Problem about using denoiser as preprocess
lfgogogo opened this issue · comments
Hi,thanks for the great job,denoiser can really denoise.
But when i use it as the preprocess of asr ,the result is worse,i use denoiser as bellow:
from denoiser.demucs import Demucs
import torch
import time
import torchaudio
from scipy.io.wavfile import write
ROOT = "https://dl.fbaipublicfiles.com/adiyoss/denoiser/"
DNS_48_URL = ROOT + "dns48-11decc9d8e3f0998.th"
DNS_64_URL = ROOT + "dns64-a7761ff99a7d5bb6.th"
MASTER_64_URL = ROOT + "master64-8a5dfb4bb92753dd.th"
def _demucs(pretrained, url, **kwargs):
model = Demucs(**kwargs, sample_rate=16_000)
if pretrained:
state_dict = torch.hub.load_state_dict_from_url(url, map_location='cpu')
model.load_state_dict(state_dict)
return model
def dns48(pretrained=True):
return _demucs(pretrained, DNS_48_URL, hidden=48)

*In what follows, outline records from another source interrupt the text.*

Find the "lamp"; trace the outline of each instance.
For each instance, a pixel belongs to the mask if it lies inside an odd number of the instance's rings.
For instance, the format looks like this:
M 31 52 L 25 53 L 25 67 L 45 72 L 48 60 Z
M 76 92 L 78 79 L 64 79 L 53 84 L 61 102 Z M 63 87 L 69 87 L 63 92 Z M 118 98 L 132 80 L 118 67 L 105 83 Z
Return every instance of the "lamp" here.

def dns64(pretrained=True):
return _demucs(pretrained, DNS_64_URL, hidden=64)
def master64(pretrained=True):
return _demucs(pretrained, MASTER_64_URL, hidden=64)
if __name__=='__main__':
model = master64().cuda().eval()
if model is None:
print('model is none')
x,_=torchaudio.load(r'noise.wav')
out=model(x.cuda())
#ASR
write(r'denoise.wav', 16000,out[0][0].cpu().detach().numpy())
Do i miss any important process?Or someone has a similar problem as me?Hope for answer.
can you make sure that the sample rate of your wav files are indeed sampled at 16000 Hz ? that could be one issue.
Of course,they are 16000 Hz.
if the noise level is not super high, it is possible that the artefacts from the separation are actually hurting the ASR performance. for noisy samples though i would expect it to work. also it depends if your ASR model was trained on noisy data or not.